Ok, it seems that I have something…I submitted two jobs: one with only the gimmik parameter and the other indicating the location of libxsmm and the gimmik parameter. Both jobs are run with the openmp backend and using the same resources.
The first job is continuing and reached now time 40.17. The second one died after time 28.43 with the error RuntimeError: Minimum sized time step rejected. If, on the one hand, the different results are suggesting that the two simulations are different (and therefore the second must be using libxsmm), the fact that the second is crashing confuses me: I would expect that libxsmm performs better…
Could that be due to the too-small safety factor that I am using?
So I ran the case on our cluster from scratch using 320 Intel SKX cores (also 320 ranks for simplicity) using the latest version of libxsmm. Here, I found:
with everything working as expected. I was using the default time step parameters, although I would be surprised if this makes a difference. What CPU architecture were you running on?
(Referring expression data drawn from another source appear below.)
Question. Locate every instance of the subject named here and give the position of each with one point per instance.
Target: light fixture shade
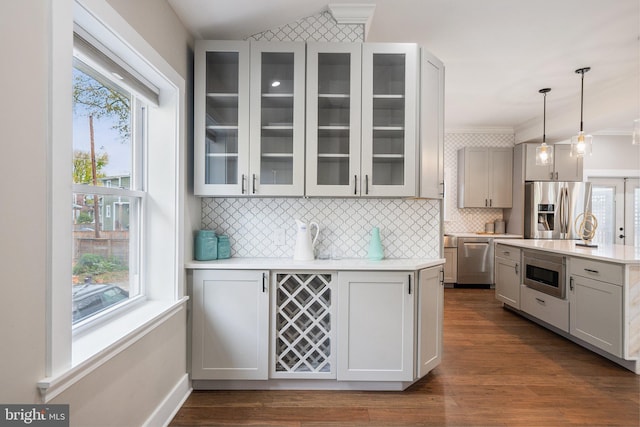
(581, 145)
(544, 155)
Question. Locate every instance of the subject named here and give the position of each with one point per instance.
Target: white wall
(139, 378)
(613, 155)
(23, 191)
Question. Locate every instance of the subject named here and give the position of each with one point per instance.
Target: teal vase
(376, 252)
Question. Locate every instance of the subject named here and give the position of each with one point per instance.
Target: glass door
(277, 119)
(389, 85)
(616, 205)
(333, 119)
(222, 117)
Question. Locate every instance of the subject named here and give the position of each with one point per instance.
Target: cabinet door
(500, 177)
(230, 333)
(451, 265)
(430, 318)
(221, 118)
(596, 313)
(473, 180)
(507, 278)
(431, 126)
(333, 119)
(389, 119)
(277, 119)
(376, 332)
(533, 172)
(567, 168)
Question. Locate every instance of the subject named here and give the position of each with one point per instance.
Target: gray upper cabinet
(485, 177)
(431, 126)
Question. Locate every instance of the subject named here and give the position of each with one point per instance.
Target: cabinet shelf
(334, 127)
(388, 128)
(333, 156)
(277, 155)
(222, 127)
(388, 156)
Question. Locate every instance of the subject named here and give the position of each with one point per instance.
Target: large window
(108, 190)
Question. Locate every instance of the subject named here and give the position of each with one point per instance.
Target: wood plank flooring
(498, 369)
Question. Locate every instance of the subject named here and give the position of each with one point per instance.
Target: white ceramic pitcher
(304, 244)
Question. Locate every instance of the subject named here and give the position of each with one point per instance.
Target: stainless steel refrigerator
(551, 208)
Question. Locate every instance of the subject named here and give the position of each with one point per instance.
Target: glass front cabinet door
(389, 116)
(221, 120)
(249, 118)
(277, 119)
(333, 119)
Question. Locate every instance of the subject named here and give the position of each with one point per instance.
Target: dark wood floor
(498, 369)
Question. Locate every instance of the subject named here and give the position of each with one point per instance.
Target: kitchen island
(596, 299)
(273, 323)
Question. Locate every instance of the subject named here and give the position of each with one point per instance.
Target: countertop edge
(617, 254)
(355, 264)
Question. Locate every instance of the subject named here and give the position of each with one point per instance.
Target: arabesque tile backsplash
(409, 228)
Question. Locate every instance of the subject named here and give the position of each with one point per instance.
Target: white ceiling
(497, 54)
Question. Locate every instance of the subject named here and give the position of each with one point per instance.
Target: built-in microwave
(545, 272)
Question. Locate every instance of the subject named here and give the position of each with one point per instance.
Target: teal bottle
(224, 247)
(376, 252)
(206, 247)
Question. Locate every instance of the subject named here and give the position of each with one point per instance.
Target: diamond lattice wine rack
(303, 335)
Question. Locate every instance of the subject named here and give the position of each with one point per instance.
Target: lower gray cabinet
(230, 330)
(376, 326)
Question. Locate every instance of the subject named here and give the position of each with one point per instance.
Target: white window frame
(70, 358)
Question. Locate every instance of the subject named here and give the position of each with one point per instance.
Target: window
(147, 201)
(108, 137)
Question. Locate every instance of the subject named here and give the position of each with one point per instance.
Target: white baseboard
(168, 408)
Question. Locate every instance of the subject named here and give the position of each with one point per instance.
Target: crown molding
(483, 130)
(353, 13)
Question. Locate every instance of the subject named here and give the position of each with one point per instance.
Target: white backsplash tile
(409, 228)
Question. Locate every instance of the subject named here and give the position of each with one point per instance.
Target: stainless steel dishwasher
(475, 261)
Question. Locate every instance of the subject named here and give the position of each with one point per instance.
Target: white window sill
(93, 349)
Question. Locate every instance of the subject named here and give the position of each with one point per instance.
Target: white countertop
(351, 264)
(613, 253)
(483, 234)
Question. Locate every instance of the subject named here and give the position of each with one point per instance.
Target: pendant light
(544, 153)
(581, 143)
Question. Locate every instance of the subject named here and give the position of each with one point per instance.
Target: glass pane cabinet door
(221, 140)
(277, 119)
(389, 119)
(333, 119)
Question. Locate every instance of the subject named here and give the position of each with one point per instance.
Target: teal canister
(376, 252)
(224, 247)
(206, 245)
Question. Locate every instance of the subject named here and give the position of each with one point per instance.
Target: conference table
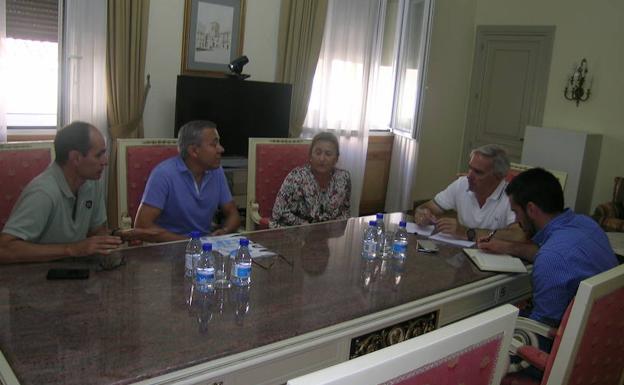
(313, 304)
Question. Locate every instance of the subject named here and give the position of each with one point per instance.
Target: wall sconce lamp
(236, 67)
(574, 90)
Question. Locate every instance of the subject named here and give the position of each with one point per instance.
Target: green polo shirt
(48, 212)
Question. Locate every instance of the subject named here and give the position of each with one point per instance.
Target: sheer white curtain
(402, 169)
(84, 55)
(342, 82)
(2, 72)
(84, 65)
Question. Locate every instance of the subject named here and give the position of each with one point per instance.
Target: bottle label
(242, 270)
(204, 276)
(188, 261)
(399, 247)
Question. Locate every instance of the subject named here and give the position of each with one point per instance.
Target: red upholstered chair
(269, 161)
(470, 352)
(135, 160)
(588, 346)
(19, 164)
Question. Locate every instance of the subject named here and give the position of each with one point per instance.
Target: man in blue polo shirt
(183, 193)
(572, 247)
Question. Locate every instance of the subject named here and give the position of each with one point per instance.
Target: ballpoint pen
(490, 236)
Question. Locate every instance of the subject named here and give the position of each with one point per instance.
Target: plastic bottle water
(204, 270)
(381, 232)
(241, 268)
(192, 253)
(380, 224)
(369, 241)
(399, 246)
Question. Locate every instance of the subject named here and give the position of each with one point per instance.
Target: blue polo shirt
(572, 247)
(185, 205)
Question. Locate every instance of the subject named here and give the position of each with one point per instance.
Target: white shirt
(495, 214)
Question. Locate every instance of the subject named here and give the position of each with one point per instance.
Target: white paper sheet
(451, 240)
(617, 242)
(413, 228)
(225, 244)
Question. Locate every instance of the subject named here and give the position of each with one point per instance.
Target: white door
(508, 87)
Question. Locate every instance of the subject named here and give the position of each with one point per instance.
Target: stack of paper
(495, 262)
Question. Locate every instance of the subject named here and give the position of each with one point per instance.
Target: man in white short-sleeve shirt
(478, 198)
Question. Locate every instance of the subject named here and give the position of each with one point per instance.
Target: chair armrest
(530, 325)
(256, 218)
(534, 356)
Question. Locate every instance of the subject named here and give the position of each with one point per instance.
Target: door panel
(508, 88)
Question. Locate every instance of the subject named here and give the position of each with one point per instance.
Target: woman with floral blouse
(315, 192)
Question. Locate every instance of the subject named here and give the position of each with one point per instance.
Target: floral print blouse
(300, 200)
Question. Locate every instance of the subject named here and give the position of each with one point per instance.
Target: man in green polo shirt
(62, 212)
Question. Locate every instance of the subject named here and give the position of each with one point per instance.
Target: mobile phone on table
(427, 246)
(56, 273)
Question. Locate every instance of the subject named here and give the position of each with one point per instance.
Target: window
(371, 69)
(31, 59)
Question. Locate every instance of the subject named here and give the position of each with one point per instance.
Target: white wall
(446, 93)
(593, 30)
(164, 49)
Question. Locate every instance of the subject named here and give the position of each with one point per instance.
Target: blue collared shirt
(572, 247)
(185, 205)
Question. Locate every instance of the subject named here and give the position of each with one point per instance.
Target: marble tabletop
(142, 318)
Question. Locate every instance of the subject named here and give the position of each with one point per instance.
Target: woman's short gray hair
(190, 134)
(498, 156)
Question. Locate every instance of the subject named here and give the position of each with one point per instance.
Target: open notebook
(496, 262)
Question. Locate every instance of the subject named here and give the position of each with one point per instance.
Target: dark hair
(190, 134)
(325, 137)
(538, 186)
(74, 136)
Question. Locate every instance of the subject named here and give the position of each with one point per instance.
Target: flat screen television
(240, 108)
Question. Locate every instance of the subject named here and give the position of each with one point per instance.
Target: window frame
(19, 133)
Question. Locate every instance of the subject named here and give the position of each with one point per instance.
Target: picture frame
(213, 36)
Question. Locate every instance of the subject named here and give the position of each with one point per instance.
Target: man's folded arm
(146, 219)
(14, 249)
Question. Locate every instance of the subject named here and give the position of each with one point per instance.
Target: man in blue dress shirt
(572, 247)
(183, 193)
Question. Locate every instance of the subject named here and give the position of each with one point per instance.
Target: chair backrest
(591, 349)
(19, 163)
(517, 168)
(135, 160)
(470, 351)
(269, 161)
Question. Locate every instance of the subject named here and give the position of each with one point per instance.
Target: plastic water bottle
(241, 268)
(241, 293)
(370, 241)
(192, 253)
(399, 246)
(381, 232)
(204, 270)
(380, 224)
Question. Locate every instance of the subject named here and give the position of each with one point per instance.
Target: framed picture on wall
(213, 35)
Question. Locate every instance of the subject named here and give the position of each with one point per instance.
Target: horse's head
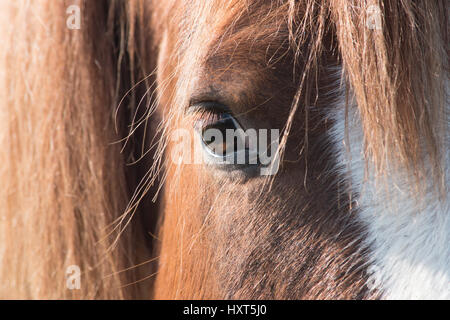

I am running on the same architecture on which I had run the simulation with CUDA backend, i.e. eight 2-sockets AMD EPYC 7402 24-Core Processors, using 32 MPI tasks. Although I read the suggestion on the Documentation to be using only one MPI per socket, I wanted to produce a “fair” comparison on our machine to make people understanding the reason of using GPUs: for sure this is not optimal in terms of performance but my objective was using exactly the same resources.
I report here the tests that I did so far:
1) SF 0.5, AA, GPU --> Done in 13:35:44
2) no SF, AA, GPU --> Crashed at time 186.61, due to Minimum sized time step rejected
3) no SF, no AA, GPU --> Done in 14:16:25
3) SF 0.5, AA, CPU, libxsmm + gimmik_max_nnz --> Crashed at time 58.13, due to Minimum sized time step rejected
4) no SF, AA, CPU, libxsmm + gimmik_max_nnz --> restart3 ongoing... 72.1% [+++++++++++++++====> ] 187.38/260.00 ela: 18:48:39 rem: 34:41:32
thank you very much for the follow-up. Therefore, if I understand well, you tried my simulation 2) and can continue the simulation without any failure.
The only thing that comes to my mind is that in my simulation 2), there is a chance that I was still exporting the path to libxsmm, although this should not be an issue when running with the CUDA backend.
Now, I don’t have the cluster available but I will try to repeat the simulation 2) as soon as the maintenance will be completed, in order to be sure of what I am doing.
In the meanwhile, can you tell me if you are using PyFR version 1.12.1 or the latest release?